Providing High Availability to stateless applications is pretty trivial as was shown in the previous blog posts A High Available Docker Container Platform and Rolling upgrade of Docker applications using CoreOS and Consul. But how does this work when you have a persistent service like Redis?

In this blog post we will show you how a persistent service like Redis can be moved around on machines in the cluster, whilst preserving the state. The key is to deploy a fleet mount configuration into the cluster and mount the storage in the Docker container that has persistent data.

To support persistency we have added a NAS to our platform architecture in the form of three independent NFS servers which act as our NAS storage, as shown in the picture below.

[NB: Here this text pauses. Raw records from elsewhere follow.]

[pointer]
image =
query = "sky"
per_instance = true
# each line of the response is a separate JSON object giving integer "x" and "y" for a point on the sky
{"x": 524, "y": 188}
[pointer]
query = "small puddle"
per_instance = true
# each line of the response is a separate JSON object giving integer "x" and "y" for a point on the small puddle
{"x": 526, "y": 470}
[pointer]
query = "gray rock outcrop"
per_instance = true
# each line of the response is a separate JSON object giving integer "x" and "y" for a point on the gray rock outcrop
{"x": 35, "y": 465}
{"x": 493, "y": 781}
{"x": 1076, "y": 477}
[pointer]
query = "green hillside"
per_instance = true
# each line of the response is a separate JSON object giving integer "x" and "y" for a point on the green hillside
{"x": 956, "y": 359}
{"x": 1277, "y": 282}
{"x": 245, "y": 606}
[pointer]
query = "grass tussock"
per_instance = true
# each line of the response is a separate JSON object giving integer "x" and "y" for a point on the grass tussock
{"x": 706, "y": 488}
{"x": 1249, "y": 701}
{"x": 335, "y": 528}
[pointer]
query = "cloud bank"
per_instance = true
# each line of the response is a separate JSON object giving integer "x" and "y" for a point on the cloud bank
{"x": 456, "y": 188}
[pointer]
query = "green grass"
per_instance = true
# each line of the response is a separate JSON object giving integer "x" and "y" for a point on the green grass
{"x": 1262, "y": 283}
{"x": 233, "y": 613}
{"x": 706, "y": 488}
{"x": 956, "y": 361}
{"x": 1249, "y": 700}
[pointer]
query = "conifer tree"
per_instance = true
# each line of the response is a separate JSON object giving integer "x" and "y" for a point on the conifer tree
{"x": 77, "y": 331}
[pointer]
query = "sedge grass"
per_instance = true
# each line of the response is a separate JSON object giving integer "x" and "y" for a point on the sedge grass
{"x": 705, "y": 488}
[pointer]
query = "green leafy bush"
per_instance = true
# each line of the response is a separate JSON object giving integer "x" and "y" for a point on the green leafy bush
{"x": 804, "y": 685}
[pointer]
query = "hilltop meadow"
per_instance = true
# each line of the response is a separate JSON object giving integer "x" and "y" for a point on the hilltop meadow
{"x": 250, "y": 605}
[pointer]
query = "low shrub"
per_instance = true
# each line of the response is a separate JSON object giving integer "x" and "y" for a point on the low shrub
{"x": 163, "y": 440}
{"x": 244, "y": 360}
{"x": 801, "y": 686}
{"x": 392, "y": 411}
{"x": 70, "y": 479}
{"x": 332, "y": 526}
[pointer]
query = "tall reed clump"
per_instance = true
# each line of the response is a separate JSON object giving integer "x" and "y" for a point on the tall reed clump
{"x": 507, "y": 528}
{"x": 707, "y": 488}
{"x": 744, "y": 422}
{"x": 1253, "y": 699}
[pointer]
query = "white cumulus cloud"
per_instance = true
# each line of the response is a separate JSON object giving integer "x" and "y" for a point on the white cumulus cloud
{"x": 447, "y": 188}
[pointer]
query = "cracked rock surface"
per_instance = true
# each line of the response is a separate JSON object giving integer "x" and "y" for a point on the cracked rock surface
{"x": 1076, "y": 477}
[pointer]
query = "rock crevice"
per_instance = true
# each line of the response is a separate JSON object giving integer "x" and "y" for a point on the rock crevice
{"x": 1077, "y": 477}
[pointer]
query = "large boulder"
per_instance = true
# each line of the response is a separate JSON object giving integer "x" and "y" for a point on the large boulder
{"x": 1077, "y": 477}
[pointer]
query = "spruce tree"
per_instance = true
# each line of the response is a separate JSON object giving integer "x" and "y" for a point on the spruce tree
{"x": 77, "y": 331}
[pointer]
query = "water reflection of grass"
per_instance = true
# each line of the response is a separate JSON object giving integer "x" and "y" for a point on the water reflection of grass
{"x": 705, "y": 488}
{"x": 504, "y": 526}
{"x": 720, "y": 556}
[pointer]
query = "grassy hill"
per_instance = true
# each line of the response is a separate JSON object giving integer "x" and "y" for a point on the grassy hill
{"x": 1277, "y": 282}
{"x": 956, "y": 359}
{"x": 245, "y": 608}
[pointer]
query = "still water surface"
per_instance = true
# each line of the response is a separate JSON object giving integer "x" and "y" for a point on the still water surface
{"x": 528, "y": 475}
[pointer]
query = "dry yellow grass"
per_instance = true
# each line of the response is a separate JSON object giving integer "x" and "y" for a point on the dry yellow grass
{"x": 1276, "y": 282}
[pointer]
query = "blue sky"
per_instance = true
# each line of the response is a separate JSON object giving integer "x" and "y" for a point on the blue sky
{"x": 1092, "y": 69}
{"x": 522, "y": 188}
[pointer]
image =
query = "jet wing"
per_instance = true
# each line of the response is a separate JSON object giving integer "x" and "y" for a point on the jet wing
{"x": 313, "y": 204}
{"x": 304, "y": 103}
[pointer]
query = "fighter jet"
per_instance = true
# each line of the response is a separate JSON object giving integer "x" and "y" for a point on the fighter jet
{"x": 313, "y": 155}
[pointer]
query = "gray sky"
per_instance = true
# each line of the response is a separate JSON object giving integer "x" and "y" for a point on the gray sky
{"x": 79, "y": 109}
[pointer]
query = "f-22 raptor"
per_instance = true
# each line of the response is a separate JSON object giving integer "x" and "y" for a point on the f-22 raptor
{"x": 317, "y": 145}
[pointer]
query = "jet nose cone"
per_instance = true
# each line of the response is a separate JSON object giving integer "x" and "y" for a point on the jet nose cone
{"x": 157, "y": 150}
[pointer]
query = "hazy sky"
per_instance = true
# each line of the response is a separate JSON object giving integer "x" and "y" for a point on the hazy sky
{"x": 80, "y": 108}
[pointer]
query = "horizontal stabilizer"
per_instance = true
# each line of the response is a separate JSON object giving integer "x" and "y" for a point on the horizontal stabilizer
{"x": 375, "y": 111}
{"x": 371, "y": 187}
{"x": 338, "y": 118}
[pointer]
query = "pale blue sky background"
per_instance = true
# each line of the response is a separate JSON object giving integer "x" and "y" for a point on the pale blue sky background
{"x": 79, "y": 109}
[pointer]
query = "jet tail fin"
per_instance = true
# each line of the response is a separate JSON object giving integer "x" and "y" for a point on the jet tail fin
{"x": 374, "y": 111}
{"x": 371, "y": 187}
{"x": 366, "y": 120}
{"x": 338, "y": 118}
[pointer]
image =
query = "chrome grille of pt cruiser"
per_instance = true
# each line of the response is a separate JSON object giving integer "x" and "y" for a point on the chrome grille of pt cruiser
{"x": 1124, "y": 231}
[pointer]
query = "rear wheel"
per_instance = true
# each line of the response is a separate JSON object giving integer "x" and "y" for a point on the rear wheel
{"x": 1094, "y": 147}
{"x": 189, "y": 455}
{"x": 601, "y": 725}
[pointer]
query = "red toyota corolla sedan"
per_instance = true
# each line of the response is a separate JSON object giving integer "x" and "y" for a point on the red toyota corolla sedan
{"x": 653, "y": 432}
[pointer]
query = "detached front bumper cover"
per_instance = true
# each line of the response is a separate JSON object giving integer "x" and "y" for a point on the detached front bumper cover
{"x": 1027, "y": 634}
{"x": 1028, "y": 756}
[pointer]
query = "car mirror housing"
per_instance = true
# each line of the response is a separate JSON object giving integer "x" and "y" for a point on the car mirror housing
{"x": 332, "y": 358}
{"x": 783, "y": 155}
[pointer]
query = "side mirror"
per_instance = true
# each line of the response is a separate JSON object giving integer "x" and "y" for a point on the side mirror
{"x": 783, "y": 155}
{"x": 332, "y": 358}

CoreOS platform architecture with fake NASThe applications are still deployed in the CoreOS cluster as docker containers.  Even our Redis instance is running in a Docker container. Our application is configured using the following three Fleet unit files:

The unit file of the Redis server is the most interesting one because it is our persistence service. In the unit section of the file, it first declares that it requires a mount for '/mnt/data' on which it will persist its data.

[Unit]
Description=app-redis
Requires=mnt-data.mount
After=mnt-data.mount
RequiresMountsFor=/mnt/data

In the start clause of the redis service, a specific subdirectory of /mnt/data is mounted into the container.

...
ExecStart=/usr/bin/docker run --rm \
    --name app-redis \
    -v /mnt/data/app-redis-data:/data \
    -p 6379:6379 \
    redis
...

The mnt-data.mount unit file is quite simple: It defines an NFS mount with the option 'noauto' indicating  that device should be automatically mounted on boot time.  The unit file has the option 'Global=true' so that the mount is distributed to  all the nodes in the cluster. The mount is only activated when another unit requests it.

[Mount]
What=172.17.8.200:/mnt/default/data
Where=/mnt/data
Type=nfs
Options=vers=3,sec=sys,noauto

[X-Fleet]
Global=true

Please note that the NFS mount specifies system security (sec=sys) and uses NFS version 3 protocol, to avoid all sorts of errors surrounding mismatches in user- and group ids between the client and the server.

Preparing the application

To see the failover in action, you need to start the platform and deploy the application:

git clone https://github.com/mvanholsteijn/coreos-container-platform-as-a-service.git
cd coreos-container-platform-as-a-service/vagrant
vagrant up
./is_platform_ready.sh

This will start 3 NFS servers and our 3 node CoreOS cluster. After that is done, you can deploy the application, by first submitting the mount unit file:

export FLEETCTL_TUNNEL=127.0.0.1:2222
cd ../fleet-units/app
fleetctl load mnt-data.mount

starting the redis service:

fleetctl start app-redis.service

and finally starting a number of instances of the application:

fleetctl submit app-hellodb@.service
fleetctl load app-hellodb@{1..3}.service
fleetctl start app-hellodb@{1..3}.service

You can check that everything is running by issuing the fleetctl list-units command. It should show something like this:

fleetctl list-units
UNIT			MACHINE				ACTIVE		SUB
app-hellodb@1.service	8f7472a6.../172.17.8.102	active		running
app-hellodb@2.service	b44a7261.../172.17.8.103	active		running
app-hellodb@3.service	2c19d884.../172.17.8.101	active		running
app-redis.service	2c19d884.../172.17.8.101	active		running
mnt-data.mount		2c19d884.../172.17.8.101	active		mounted
mnt-data.mount		8f7472a6.../172.17.8.102	inactive	dead
mnt-data.mount		b44a7261.../172.17.8.103	inactive	dead

As you can see three app-hellodb instances are running and the redis service is running on 172.17.8.101, which is the only host that as /mnt/data mounted. The other two machines have this mount in the status 'dead', which is an unfriendly name for stopped.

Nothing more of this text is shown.